That dry high
The world’s most pampered grass surface has borne witness to the frustration of proud ticket holders, as well as been the slippery Waterloo of many a champion over the years.india Updated: Apr 22, 2009 22:13 IST
No longer will champions fear the gathering clouds which played spoilsport in last year’s men’s final. But it’s possible that Rafa’s towering lob might lose its way and land smack dab in the middle of the royal stands, as Fedex waits patiently on the other side. Or plop into your precious strawberries and cream.
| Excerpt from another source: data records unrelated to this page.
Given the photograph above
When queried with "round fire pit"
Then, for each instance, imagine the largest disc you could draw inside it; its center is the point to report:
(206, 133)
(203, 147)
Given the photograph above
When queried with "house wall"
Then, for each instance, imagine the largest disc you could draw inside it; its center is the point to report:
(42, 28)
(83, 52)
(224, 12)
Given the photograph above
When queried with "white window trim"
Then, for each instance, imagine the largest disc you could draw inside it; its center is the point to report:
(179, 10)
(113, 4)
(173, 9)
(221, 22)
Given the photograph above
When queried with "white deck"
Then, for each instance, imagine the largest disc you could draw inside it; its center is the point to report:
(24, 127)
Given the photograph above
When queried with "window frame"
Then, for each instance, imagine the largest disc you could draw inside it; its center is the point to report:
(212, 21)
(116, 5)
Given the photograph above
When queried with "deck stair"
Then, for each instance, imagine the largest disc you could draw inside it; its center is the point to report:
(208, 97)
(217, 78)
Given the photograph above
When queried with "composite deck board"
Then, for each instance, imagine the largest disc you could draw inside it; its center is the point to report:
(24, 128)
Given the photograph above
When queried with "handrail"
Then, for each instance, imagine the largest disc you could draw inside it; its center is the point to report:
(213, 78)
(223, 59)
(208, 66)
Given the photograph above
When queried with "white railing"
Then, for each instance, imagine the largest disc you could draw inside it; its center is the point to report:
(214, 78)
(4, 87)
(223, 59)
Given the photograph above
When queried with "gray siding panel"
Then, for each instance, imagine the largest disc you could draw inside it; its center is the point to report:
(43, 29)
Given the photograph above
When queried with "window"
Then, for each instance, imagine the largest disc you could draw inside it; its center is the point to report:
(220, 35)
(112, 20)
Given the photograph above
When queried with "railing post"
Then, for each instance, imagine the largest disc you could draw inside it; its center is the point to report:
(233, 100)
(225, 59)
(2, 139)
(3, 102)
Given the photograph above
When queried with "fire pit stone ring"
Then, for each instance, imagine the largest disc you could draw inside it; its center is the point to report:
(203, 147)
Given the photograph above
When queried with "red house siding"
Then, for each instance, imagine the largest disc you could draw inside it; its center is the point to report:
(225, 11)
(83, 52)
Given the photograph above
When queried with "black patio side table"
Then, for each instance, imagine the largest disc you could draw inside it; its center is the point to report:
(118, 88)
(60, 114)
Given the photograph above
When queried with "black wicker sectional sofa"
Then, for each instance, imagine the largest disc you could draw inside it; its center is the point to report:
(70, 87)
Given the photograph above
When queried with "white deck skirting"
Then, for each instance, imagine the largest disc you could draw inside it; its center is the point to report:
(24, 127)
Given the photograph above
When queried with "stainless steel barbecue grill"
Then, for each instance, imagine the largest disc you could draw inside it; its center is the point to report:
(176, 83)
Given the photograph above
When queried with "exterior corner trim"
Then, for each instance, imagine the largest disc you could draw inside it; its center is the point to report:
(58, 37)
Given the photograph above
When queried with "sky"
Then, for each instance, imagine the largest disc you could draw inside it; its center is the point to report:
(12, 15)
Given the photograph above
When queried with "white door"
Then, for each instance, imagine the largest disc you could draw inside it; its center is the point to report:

For, after years of putting up with weather tantrums, Wimbledon’s prized Centre Court has gone under cover.
The world’s most pampered grass surface has borne witness to the frustration of proud ticket holders, as well as been the slippery Waterloo of many a champion over the years. The Brits sure can’t forget the washout suffered by their man Tim Henman in a 2001 semi-final against Goran Ivanisevic that lasted three rain-filled days. Well, no longer can they blame the rain in vain. Three years and over a million quid later, the 3,000 tonne, retractable roof made of translucent water-proof fabric could see matches outlasting the elusive English sunshine. Given that it takes about ten minutes to cover up, and another 20-30 minutes for air regulation to kick in, perhaps the next thing those wizards at Wimbledon need to work their magic on is an early warning system to beat the moody British weather.
Soggy strawberries, and drenched spectators have been as much a part of this Grand Slam as the game’s greats, giving fans many cliffhangers as well as a crooning Cliff Richard. Does this mean goodbye to all that? Well, the roof covers only the green, so don’t pack away that umbrella yet. As they say: no rain, no gain.